Clone Funds Attract Canadian Investors
October 18, 1999
Toronto - The Canadian fund industry's hottest new product trend will make it easier for foreign-owned firms to compete in Canada, a senior fund executive told the annual conference of the Investment Funds Institute of Canada.
Joe Canavan, president of Synergy Asset Management, was referring to clone funds which rely on customized derivatives contracts to mirror the performance of actively-managed foreign funds. Introduced in May by Mackenzie Financial of Toronto, there are no limits on the use of clone funds in registered retirement savings plans.
The clones have been an instant hit with Canadians who have staged an investing revolt against lagging returns in their domestic market and federal tax laws that restrict holdings of foreign assets to no more than 20 percent of the book value of registered retirement savings and other registered pension plans.

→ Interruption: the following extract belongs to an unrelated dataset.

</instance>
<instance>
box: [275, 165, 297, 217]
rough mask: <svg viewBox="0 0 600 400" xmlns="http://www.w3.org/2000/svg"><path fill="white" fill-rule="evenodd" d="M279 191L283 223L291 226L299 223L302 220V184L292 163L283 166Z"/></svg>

Mackenzie's first two clones alone have gathered more than $1 billion (Canadian) in assets in their first several months since inception, and others are scrambling to get in on the cloning craze. As of early October, more than a dozen companies had launched their own clones, or were nearing final regulatory approval.

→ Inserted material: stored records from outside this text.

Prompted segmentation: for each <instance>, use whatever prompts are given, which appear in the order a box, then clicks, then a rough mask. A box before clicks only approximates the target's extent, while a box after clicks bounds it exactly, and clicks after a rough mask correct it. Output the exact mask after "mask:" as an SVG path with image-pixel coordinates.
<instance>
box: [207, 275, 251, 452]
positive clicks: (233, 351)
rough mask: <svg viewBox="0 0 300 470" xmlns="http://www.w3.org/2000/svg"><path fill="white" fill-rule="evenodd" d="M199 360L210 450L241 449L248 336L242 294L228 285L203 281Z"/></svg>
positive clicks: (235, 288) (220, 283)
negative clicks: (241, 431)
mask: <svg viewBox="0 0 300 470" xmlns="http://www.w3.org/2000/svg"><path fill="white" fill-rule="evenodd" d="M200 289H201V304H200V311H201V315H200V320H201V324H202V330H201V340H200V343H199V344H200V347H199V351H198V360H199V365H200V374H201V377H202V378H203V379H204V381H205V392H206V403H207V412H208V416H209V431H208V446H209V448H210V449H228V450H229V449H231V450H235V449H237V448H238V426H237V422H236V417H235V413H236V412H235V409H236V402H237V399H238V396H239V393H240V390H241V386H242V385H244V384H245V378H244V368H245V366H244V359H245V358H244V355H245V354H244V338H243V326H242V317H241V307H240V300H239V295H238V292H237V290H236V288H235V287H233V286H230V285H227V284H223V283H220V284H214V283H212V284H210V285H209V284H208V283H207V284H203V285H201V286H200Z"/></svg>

The arrival of fund clones represents "a significant change in the business," said Canavan of Synergy, one of five panelists speaking on the future of fund distribution in Canada at the conference last month.
"It gives leverage to those who are outside Canada," he said.
Since the clones come close to matching the returns of the foreign funds to which they are linked, Canadian investors will be inclined to substantially boost their foreign exposure, and that this will be largely to the benefit of foreign firms, Canavan said.
Among the firms that Canavan predicted would be winners are Merrill Lynch Canada of Toronto, AIM Funds Management, Fidelity Investments Canada and Templeton Management, all of Toronto. These foreign-owned firms are among the first to develop clone funds for the Canadian market to build on sales of their existing foreign funds.
Canavan's vision of a Canadian industry polarized between world-class giants and innovative boutique firms, such as his own, clashed with that of a top executive of one of the country's largest domestically-owned firms.
"I personally don't think the middle ground is a bad place to be," said James Hunter, president of Mackenzie Financial, the third largest fund firm in Canada.
Hunter said the Canadian market is driven by adviser-sold funds, and despite the proliferation of electronic trading and information services, the advice channel continues to grow.
"The Internet increasingly will be a boon to financial advisers," said Hunter, citing the greater efficiencies and cost savings possible through on-line communications.
Ted Cadsby, president and CEO of CIBC Securities, a subsidiary of Canadian Imperial Bank of Commerce of Toronto, concurred that Canadians place a far greater emphasis on financial advice when buying mutual funds.
"It's a different world here than in the U.S.," said Cadsby. "Canadians don't like to buy direct." For that reason, Cadsby believes that even a global direct-sales giant like Vanguard would need a distribution partner in Canada.
To meet the demand for advice from their massive customer bases, CIBC and other banks have made a huge effort to expand their sales forces, upgrade their qualifications and introduce compensation schemes that reward higher productivity, said Cadsby.
"The banks are slowly evolving to a system that can compete more effectively with independent brokers and planners," said Cadsby.
Several banks, including CIBC, Bank of Nova Scotia of Toronto and Toronto Dominion Bank of Toronto, have diversified their offerings into third-party funds, he said. (Historically in Canada, bank branches have offered only their house brand of no-load funds.)
Cadsby, who recently wrote a book on index funds, also said that indexing is another product trend with significant growth potential. He estimated that index funds have accounted for about 18 percent of sales of equity funds in Canada so far this year, well below the estimated level of 50 percent in the U.S.
But the CIBC executive said that, because the direct sales market accounts for nowhere near as large a proportion of the market in Canada as it does in the U.S., the level of penetration of index funds probably will never be as high as in the U.S.
Disagreeing with some of his fellow panelists, Paul Bates, president of Charles Schwab Canada, said the use of technology - not whether or not a company offers advice - will determine how well money management firms are able to compete.
"It's not about discount brokers versus full service any more," said Bates. "It's about technology-enabled intermediaries versus non-technologically enabled intermediaries."
Evidence of that trend, according to Bates, is his firm's ability to offer various levels of fees within a single account, depending on the advice, service and order method that a client chooses for a particular transaction. This allows the brokerage to customize its account structures for each of its customers.
Bates said a similar trend toward customization will evolve among mutual fund sponsors and he predicted "the end of the fund industry as we know it."
"It's going to be replaced quickly by the personal fund industry," said Bates. "The business of a family of funds is out the window."
Citing the need for large investments in technology and marketing, Bates, agreeing with Canavan, said the industry will become polarized between giant firms and niche players.